Tecnologia Científica

Tanta pressão quanto o núcleo de Urano: A primeira pesquisa e estudo de síntese de materiais na faixa terapascal
Pela primeira vez, cientistas conseguiram gerar e analisar simultaneamente materiais sob pressões de compressão de mais de um terapascal (1.000 gigapascals). Tais pressões extremamente altas prevalecem, por exemplo, no centro do planeta Urano;...
Por Universidade de Bayreuth - 11/05/2022


Estruturas e propriedades de materiais a pressões e temperaturas extremamente altas ainda são em grande parte "terra incógnita". O Prof. Leonid Dubrovinsky e seus parceiros de pesquisa usam uma bigorna de diamante de dois estágios aquecida a laser que eles construíram para a síntese de materiais na faixa terapascal (1000 gigapascals). A difração de raios X de cristal único in situ é usada para a caracterização estrutural simultânea dos materiais. Crédito: Timofey Fedotenko.

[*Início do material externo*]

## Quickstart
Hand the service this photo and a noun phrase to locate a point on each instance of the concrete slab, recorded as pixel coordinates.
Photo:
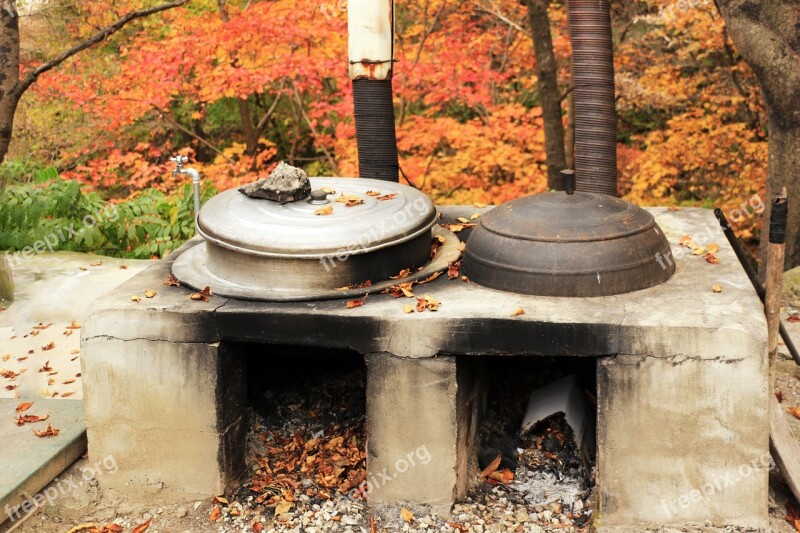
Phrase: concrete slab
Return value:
(682, 342)
(27, 462)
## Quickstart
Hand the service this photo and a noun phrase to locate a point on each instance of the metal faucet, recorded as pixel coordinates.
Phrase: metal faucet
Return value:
(179, 160)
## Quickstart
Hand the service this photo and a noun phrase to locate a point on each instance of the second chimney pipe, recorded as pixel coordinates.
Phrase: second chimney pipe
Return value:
(595, 102)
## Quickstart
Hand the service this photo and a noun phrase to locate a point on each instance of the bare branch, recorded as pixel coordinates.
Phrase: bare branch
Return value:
(98, 37)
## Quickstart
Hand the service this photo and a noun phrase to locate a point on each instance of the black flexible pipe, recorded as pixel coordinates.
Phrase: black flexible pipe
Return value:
(594, 97)
(751, 273)
(375, 131)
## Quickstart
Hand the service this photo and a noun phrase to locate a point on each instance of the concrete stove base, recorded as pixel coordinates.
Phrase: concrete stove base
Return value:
(682, 384)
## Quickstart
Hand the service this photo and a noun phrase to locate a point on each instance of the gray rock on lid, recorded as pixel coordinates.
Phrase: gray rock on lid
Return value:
(285, 184)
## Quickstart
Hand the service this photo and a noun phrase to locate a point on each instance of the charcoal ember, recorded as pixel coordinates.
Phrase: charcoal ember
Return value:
(285, 184)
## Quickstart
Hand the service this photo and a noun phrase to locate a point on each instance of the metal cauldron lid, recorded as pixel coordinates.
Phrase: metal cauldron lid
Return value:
(266, 228)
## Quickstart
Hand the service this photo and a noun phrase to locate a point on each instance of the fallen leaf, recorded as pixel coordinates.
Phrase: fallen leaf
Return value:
(429, 278)
(349, 200)
(202, 295)
(283, 507)
(453, 269)
(491, 467)
(357, 302)
(142, 527)
(21, 420)
(427, 303)
(49, 432)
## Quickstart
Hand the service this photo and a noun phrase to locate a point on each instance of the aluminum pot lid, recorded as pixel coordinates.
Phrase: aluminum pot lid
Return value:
(384, 214)
(559, 217)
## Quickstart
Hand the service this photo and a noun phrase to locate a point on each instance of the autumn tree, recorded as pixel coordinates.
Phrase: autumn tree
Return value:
(13, 86)
(766, 34)
(549, 94)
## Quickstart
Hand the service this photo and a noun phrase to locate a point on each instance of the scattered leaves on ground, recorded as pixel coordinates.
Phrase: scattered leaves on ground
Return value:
(202, 295)
(49, 432)
(358, 302)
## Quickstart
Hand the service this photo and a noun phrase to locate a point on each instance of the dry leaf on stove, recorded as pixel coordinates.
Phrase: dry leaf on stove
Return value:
(283, 507)
(357, 302)
(453, 270)
(349, 200)
(49, 432)
(491, 467)
(202, 295)
(21, 420)
(403, 274)
(172, 281)
(429, 278)
(142, 527)
(427, 303)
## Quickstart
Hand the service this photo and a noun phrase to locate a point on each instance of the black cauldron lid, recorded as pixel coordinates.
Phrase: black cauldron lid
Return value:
(568, 244)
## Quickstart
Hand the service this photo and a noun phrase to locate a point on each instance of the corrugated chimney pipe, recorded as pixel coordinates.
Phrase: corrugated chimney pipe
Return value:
(371, 51)
(595, 103)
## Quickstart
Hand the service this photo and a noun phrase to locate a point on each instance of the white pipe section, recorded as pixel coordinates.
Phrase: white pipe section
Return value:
(370, 26)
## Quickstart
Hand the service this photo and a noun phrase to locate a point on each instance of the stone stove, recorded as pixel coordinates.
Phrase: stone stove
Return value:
(682, 383)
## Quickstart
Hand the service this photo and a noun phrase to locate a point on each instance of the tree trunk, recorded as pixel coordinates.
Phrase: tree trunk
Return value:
(549, 95)
(766, 35)
(9, 76)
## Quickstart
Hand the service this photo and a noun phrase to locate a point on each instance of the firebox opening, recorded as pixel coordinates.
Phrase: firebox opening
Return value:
(544, 462)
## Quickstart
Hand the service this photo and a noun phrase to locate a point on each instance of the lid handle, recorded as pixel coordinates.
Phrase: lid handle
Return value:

Júlio Verne não podia nem sonhar com isso: uma equipe de pesquisa da Universidade de Bayreuth, juntamente com parceiros internacionais, ultrapassou os limites da pesquisa de alta pressão e alta temperatura em dimensões cósmicas. Pela primeira vez, eles conseguiram gerar e analisar simultaneamente materiais sob pressões de compressão de mais de um terapascal (1.000 gigapascals). Tais pressões extremamente altas prevalecem, por exemplo, no centro do planeta Urano; eles são mais de três vezes maiores do que a pressão no centro da Terra. Na Nature , os pesquisadores apresentam o método que desenvolveram para a síntese e análise estrutural de novos materiais.

Modelos teóricos preveem estruturas e propriedades muito incomuns de materiais sob condições extremas de pressão e temperatura. Mas até agora, essas previsões não puderam ser verificadas em experimentos em pressões de compressão de mais de 200 gigapascals. Por um lado, são necessários requisitos técnicos complexos para expor amostras de materiais a pressões tão extremas e, por outro, faltavam métodos sofisticados para análises estruturais simultâneas. Os experimentos publicados na Nature , portanto, abrem dimensões completamente novas para a cristalografia de alta pressão: materiais podem agora ser criados e estudados em laboratório que existem – se existirem – apenas sob pressões extremamente altas na vastidão do universo.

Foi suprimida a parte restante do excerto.